Fallout From the Fukushima Shock: Japan’s Emerging Energy Policy via Japan Focus

Japan’s tragic March 11 earthquake, tsunami and its continuing nuclear crisis struck in the midst of the world’s unfolding financial, economic, environmental and energy crises. The Fukushima Shock is drastically reshaping Japan’s energy policy and politics. This opportunity for change is being seized by a rapidly expanding coalition of large Japanese and foreign firms, small and medium businesses, subnational governments, farmers, NPOs, and others. Their interests are united and focused by the feed-in tariff policy championed by former PM Kan Naoto. They are further channeled and reinforced by the YEN 23 trillion commitment for the 10-year rebuild of Tohoku, a project committed to renewables and smart-city infrastructure. Meanwhile, Japan’s central government is adrift, its fiscal and regulatory tools blunted by a continuing rearguard action to undermine renewables and keep nuclear as the main pillar of Japan’s power economy. The clash between contending energy regimes is being played out at the international level as well, and remains very fluid and difficult to predict.

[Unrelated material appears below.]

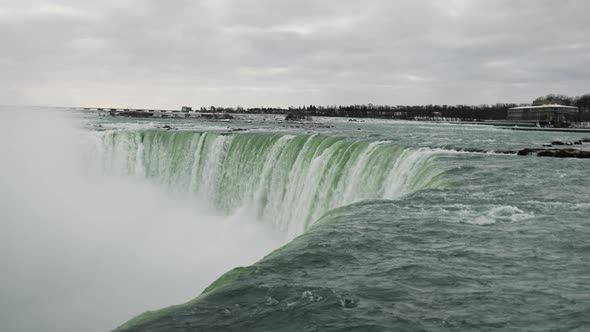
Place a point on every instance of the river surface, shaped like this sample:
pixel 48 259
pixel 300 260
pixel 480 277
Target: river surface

What is certain is that it involves strikingly different political coalitions and implies equally contrasting infrastructure choices, institutions and ideas. In Japan, the challenge is whether to protect a monopolized, centralized, expensive, and probably cul de sac power economy or opt to innovate a potentially world-beating decentralized smart-power economy. The evidence suggests Japan risks forfeiting an historic opportunity if renewable power generation does not become the main pillar of an emerging, smart power economy.